We're in the middle of upgrading the export pipeline, and the new import pipeline has a bug that doesn't work with the Avro file exported by the current pipeline. The fix should be deployed in a couple weeks. After that, if you import the exported file to a non-existent destination table, or a destination table with compatible schema, it should work. Meanwhile, importing your own Avro files should work. You can also query it directly on GCS without importing it.
There's a problem with the error mapping for the AVRO reader here. The error should have been along the lines of: "The reference schema differs from the existing data: The required field 'api_key' is missing"

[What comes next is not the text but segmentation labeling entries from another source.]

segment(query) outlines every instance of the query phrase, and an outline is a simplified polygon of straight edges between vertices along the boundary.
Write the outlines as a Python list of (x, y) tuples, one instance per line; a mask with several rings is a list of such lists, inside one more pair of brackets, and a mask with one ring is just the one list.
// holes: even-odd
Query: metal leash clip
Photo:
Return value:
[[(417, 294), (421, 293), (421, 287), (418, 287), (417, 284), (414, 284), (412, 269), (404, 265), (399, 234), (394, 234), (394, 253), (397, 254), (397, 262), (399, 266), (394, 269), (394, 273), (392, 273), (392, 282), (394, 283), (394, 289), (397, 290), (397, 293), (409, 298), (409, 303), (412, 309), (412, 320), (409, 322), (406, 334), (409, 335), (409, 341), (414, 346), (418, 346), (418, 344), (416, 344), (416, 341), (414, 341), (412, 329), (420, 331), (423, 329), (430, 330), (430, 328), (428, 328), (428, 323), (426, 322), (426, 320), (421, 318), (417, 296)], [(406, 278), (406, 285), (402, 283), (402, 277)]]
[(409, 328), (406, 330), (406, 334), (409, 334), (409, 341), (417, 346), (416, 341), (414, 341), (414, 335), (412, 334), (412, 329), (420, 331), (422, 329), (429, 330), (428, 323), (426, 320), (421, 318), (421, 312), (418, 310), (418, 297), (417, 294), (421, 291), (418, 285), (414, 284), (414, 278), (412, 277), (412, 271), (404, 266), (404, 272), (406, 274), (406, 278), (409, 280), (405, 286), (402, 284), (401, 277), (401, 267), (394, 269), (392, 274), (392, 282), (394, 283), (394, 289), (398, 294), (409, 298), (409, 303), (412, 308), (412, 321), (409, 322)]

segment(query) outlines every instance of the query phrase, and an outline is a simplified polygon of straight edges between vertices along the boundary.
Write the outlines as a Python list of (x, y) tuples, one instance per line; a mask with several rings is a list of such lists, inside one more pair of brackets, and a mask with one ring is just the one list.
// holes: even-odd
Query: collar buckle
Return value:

Looking at your load job configuration, it includes REQUIRED fields. It sounds like some of the data you are trying to load doesn't specify these required fields, so the operation fails.
I suggest avoiding required fields.
So, there's a bug in BigQuery: an insert job using Avro format does not work if the destination table exists, but gives an internal error. The workaround is to use createDisposition CREATE_IF_NEEDED and not to have the pre-existing table there. I verified that this works.
Hua Zung's comment says that the bug will be fixed in "the fix should be deployed in a couple weeks". Needless to say that existing major bugs in the live system should be documented somewhere.
While updating the system, I really recommend improving the Avro documentation. Now there's no mention on what the Avro schema should be like (type record, name root and fields array having the columns(?)) and not even the fact that each record in the Avro file maps to a row in the destination table (obvious, but should be mentioned). Also what happens with schema mismatch is not documented.
Thanks for the help, I'll be now switching to Avro-format. It's so much better than CSV.